Whether you’re hanging a picture or mounting a television, anything that goes on your wall needs something to anchor it in place. If there’s a stud in the wall that you can attach it to then you’re fine; you’ve got well-supported wood to drive a screw into which will hold whatever you’re mounting in place. If you can’t find a stud where you need one, though, you could have a problem. That’s where drywall anchors come in.
What Is a Drywall Anchor?
Drywall anchors are small pieces that are slightly larger than the screws you’re using on a project. Depending on the type of anchor you’re using it might be made of plastic or metal, with small fins sticking out from the outside of the anchor body and a hole in the middle that runs the length of the anchor.
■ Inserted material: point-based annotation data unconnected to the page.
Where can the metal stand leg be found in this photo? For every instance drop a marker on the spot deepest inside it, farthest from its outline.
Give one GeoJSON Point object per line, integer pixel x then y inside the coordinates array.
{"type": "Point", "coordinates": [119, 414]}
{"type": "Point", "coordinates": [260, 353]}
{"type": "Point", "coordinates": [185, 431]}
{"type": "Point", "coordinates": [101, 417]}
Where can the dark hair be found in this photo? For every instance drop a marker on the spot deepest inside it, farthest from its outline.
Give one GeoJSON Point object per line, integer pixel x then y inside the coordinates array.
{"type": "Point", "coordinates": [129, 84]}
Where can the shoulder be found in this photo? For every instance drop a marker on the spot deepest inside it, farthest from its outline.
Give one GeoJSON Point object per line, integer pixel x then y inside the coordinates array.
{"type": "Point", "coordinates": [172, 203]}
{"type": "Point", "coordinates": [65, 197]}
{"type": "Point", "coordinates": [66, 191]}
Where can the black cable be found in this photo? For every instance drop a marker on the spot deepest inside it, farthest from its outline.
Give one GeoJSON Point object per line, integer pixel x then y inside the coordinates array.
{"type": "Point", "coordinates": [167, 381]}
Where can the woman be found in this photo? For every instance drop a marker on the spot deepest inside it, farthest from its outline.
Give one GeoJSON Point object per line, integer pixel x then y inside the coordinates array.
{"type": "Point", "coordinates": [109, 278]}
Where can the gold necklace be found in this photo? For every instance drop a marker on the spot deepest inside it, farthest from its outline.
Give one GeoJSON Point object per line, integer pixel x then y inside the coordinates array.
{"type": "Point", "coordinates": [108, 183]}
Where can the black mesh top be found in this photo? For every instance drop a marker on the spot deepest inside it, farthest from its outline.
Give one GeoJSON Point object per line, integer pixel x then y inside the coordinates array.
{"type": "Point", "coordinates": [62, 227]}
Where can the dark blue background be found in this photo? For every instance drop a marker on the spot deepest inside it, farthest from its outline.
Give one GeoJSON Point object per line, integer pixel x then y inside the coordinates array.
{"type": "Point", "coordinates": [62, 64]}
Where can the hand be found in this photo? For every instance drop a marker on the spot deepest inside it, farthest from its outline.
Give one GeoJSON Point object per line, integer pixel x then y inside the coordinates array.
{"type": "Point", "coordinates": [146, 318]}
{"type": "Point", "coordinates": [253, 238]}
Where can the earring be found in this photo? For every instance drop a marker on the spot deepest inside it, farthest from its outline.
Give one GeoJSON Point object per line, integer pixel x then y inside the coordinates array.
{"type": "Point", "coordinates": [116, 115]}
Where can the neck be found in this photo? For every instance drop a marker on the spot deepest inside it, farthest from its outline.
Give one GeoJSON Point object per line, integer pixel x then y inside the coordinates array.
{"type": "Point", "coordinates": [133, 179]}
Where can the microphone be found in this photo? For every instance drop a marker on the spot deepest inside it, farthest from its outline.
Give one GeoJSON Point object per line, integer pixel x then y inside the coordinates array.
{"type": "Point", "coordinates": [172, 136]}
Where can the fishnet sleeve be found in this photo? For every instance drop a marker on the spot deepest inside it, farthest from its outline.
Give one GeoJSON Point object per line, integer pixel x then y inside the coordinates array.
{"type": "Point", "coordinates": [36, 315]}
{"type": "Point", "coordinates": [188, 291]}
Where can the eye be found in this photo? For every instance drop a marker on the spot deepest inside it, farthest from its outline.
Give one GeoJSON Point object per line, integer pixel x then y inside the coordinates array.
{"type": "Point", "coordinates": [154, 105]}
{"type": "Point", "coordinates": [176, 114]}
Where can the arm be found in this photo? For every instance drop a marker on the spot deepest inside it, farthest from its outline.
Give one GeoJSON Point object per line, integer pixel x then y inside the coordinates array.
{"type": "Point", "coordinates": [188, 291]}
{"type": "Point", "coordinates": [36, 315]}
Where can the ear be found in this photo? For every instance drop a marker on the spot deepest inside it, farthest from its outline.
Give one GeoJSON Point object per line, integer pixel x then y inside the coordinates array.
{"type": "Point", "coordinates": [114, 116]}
The anchors go into the wall, then your screw goes into the hole. As you screw it in, the screw digs into the anchor body in much the same way it would with wood to ensure that the screw won’t slip out.
Anchors are designed to provide a tight fit for your screws. As the screw goes in, the anchor is forced to spread out and open up a bit. This pushes the body of the anchor against the sides of the hole you put it in, causing those little fins to dig into the surrounding drywall. The fins are positioned to go in easy but resist coming out, giving you a solid mounting even though there isn’t any wood or other solid material for your screws to secure to.
There are multiple types of drywall anchors. Choosing the right one for the job you’re working on helps to reduce unnecessary damage to your drywall and ensures that the mounting is strong enough for the load it needs to bear. To ensure that you have the right drywall anchor for what you need to support, try to get an estimate of the weight of the load and check the packaging of different drywall anchors to find an anchor that can hold that much weight.
If you have a relatively light load, you’ll probably need a plastic anchor. The most common of these are known as expansion anchors and are essentially plastic sleeves that you hammer into a drilled hole and that simply spread out as you insert a screw. There are also threaded plastic anchors that look like oversized screws; they work similarly, except you screw them into place instead of hammering them. Regardless of the type of plastic anchor you use, the purpose is still to dig into the drywall and hold a screw in place.
For heavier loads you’ll likely wind up with a metal anchor. Though you may see some threaded metal anchors, the most common metal anchors are known as molly bolts and feature a metal sleeve with a screw already inserted into them. You hammer these into place as you would with an expansion anchor, then remove the screw. Once you’re ready to mount you place the screw back into the anchor and start tightening; this causes a portion of the metal sleeve to pull toward the screw, expanding metal arms on the other side of the drywall to create a much more secure fitting.
If you have an even heavier load, you’ll need to use a toggle bolt instead. These anchors consist of a metal bolt with foldable metal wings that the bolt screws into. You have to fold the wings so that they lie over the bolt, then insert them into a hole large enough that they can fit through to the other side. Once on the other side the wings will expand, preventing the bolt from coming back out. Make sure that there is a washer or something else that’s large enough to cover the hole, though, or the bolt head could slip through the hole and you’ll lose your toggle bolt into the wall.
When Drywall Anchors Fail
In most cases, if a drywall anchor fails then it simply wasn’t the right type of anchor for the job. Trying to use smaller or weaker anchors for heavier loads will often result in failure because they simply don’t achieve enough grip on the surrounding material to hold the load. In some cases, though, the drywall itself may be too weak or the anchor you use may have been intended for a different material. Be sure to match the anchor to the weight and the material to minimize your chances of anchor failure.